May is strawberry time in the Dordogne which prides itself on producing the first, and best, strawberries in all of France. Sadly the May weather has not been at all propitious for this delicious fruit, temperatures way below seasonal averages – or at least below memories of temperatures in previous months of May.
The earliest strawberry is usually the 'Gariguette' a long, narrow pointy fruit which is supposed to have the best flavour. This is then followed by the 'Clery' which is larger and rounder. In fact, I think the strawberries have been getting larger over the past few years to the detriment of their flavour. I would serve individual bowls of, say, Gariguettes, with cream and sugar – to be eaten with a teaspoon. Now I find I am having to slice the fruit to get it on the teaspoon!
So different from the little wild strawberries in the woods, rarer and rarer.
Shortly after having purchased La Chaise, and 'sold' a number of large oak trees to the local saw mill, we had a mega harvest of wild strawberries. The little plants profited from the sudden light. JP picked 4 kg – yes, four kilos – which we ate with four friends in one greedy evening. We have never had so many since.
At the moment the strawberries cost about 3.50€ for a barquette of 250 grammes and greed makes one forget the price. For the moment, only quality fruit is on offer but very soon certain quantities of sub-standard fruits will be offered pour la confiture. Making strawberry jam is not easy as the fruit tends to collapse when cooked, has virtually no pectine to help it to 'jell' so many lemons, or sugars with added pectine, have to be used. But it does look so pretty in its pots....
However, the genuinely providential Dordogne housewife, the one who despises most commerçants, is busy making her own aperitif liqueurs, namely
vin de noyer, vin de pecher, vin de cerisier, depending on which is the favourite in her household.
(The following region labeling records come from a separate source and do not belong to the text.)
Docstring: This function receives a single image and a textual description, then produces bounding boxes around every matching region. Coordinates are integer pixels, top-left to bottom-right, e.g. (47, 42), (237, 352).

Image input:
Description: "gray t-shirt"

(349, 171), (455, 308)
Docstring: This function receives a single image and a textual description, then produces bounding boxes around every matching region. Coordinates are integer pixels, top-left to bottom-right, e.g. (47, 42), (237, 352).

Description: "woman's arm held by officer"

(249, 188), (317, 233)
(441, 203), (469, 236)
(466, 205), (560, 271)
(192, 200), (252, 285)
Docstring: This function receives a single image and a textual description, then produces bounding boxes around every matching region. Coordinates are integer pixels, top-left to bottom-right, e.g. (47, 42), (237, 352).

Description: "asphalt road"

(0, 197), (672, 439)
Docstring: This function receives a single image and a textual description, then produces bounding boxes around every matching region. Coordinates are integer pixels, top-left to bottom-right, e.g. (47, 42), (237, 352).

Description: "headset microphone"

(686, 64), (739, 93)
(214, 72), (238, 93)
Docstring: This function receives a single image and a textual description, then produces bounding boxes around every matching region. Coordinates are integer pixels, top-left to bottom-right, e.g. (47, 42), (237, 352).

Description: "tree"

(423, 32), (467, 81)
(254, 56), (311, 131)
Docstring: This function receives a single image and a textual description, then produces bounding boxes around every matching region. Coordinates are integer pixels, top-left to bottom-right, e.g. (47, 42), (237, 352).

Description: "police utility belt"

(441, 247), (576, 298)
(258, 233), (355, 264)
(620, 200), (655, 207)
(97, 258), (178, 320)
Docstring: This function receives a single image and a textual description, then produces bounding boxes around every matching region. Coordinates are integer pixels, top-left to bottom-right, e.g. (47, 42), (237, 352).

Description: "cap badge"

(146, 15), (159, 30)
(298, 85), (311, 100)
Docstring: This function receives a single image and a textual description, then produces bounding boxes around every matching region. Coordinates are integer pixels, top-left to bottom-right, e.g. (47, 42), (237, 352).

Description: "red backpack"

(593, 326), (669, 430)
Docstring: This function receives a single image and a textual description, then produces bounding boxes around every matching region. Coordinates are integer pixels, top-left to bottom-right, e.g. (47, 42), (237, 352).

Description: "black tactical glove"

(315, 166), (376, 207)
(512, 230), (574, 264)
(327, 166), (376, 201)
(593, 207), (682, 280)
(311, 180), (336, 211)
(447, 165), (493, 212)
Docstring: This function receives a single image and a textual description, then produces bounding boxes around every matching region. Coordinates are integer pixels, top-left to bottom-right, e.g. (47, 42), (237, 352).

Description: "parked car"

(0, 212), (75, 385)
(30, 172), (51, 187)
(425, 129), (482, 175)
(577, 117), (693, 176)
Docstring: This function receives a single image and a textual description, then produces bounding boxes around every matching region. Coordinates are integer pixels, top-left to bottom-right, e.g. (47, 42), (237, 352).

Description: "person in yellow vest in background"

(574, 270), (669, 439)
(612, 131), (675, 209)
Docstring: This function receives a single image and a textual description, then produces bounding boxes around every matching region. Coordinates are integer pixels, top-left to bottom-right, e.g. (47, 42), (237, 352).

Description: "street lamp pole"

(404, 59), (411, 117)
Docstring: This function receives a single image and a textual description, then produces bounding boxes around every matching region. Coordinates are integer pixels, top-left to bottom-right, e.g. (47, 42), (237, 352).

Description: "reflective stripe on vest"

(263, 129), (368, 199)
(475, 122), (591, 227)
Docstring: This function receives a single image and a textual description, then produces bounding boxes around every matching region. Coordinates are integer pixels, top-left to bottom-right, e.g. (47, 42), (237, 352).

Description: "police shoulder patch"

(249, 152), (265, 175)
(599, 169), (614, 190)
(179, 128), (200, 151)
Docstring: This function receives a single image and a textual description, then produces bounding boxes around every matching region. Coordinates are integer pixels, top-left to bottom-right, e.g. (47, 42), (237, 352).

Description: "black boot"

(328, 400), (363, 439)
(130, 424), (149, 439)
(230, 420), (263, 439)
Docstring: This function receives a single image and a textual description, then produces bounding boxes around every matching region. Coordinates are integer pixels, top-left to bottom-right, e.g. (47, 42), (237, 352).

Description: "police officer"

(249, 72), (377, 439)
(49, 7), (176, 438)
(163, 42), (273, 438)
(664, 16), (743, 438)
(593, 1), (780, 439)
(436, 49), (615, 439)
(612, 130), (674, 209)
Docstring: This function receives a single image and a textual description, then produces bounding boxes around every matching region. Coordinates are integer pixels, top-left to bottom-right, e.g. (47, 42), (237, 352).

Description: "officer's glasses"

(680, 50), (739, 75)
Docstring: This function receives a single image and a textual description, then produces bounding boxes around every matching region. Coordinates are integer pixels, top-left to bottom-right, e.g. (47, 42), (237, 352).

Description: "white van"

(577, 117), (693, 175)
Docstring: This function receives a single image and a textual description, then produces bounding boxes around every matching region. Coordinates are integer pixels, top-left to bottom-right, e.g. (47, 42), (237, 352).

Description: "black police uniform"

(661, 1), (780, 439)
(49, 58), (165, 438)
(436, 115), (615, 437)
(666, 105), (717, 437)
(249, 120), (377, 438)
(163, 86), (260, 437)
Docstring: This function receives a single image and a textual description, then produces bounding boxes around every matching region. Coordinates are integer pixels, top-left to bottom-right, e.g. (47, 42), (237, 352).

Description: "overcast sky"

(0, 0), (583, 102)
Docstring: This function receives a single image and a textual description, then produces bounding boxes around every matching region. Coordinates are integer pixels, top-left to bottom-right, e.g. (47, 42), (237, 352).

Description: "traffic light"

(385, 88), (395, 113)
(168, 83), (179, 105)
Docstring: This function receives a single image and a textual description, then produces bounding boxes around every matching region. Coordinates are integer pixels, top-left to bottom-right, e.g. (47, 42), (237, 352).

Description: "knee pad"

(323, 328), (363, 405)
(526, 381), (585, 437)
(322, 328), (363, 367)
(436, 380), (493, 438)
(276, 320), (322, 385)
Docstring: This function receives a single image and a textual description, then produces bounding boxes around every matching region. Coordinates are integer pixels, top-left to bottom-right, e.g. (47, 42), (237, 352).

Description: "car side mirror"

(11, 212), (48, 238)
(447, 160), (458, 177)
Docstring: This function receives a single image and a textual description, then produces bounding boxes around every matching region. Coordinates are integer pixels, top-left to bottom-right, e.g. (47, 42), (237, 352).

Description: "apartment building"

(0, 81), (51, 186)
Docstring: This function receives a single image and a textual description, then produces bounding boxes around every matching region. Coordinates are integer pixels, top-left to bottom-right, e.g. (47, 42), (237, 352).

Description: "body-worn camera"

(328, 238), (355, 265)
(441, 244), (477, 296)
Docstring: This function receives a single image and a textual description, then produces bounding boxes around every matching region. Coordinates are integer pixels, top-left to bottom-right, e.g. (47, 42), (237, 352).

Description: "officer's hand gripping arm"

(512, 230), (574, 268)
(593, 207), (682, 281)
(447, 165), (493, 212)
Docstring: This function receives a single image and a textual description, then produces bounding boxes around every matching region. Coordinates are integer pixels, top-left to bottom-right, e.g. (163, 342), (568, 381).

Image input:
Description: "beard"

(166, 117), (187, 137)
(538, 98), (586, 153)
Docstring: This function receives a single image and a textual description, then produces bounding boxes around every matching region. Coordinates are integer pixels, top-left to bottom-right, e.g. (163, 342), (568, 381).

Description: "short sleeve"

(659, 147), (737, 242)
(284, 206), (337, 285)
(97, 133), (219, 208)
These have to be made in the month of May with the very young leaves of the relevant trees. The walnut leaves must be barely unfurled, the peach leaves picked before the 'cloque' has attacked them, and the cherry leaves before the green fruits are visible.
The recipe is the same in each case: first acquire some decent, farm made – most likely illegally distilled – eau de vie that is at least 40 degrees proof. Then a collection of 1.5 litre bottles, shape and colour indifferent. Another collection of 75 cl bottles of attractive shape and dark colour. Into the first put a good handful of washed, dried, leaves, a wine glass of white crystal sugar and a wine glass of eau de vie. Add a bottle of good red Bergerac from your cellar. Put in a dark place and wait. After about a week – you must wait at least that long – filter the resulting mixture and bottle in the interesting bottles. Cork and put away until the summer.
I insist, leave it to mature until the first summer visitors. Then you can produce it, in sherry like quantities and glasses, murmuring - a little something I made myself. Guests will be very impressed, fall over with appreciation – or the
alcohol content of your home made drink.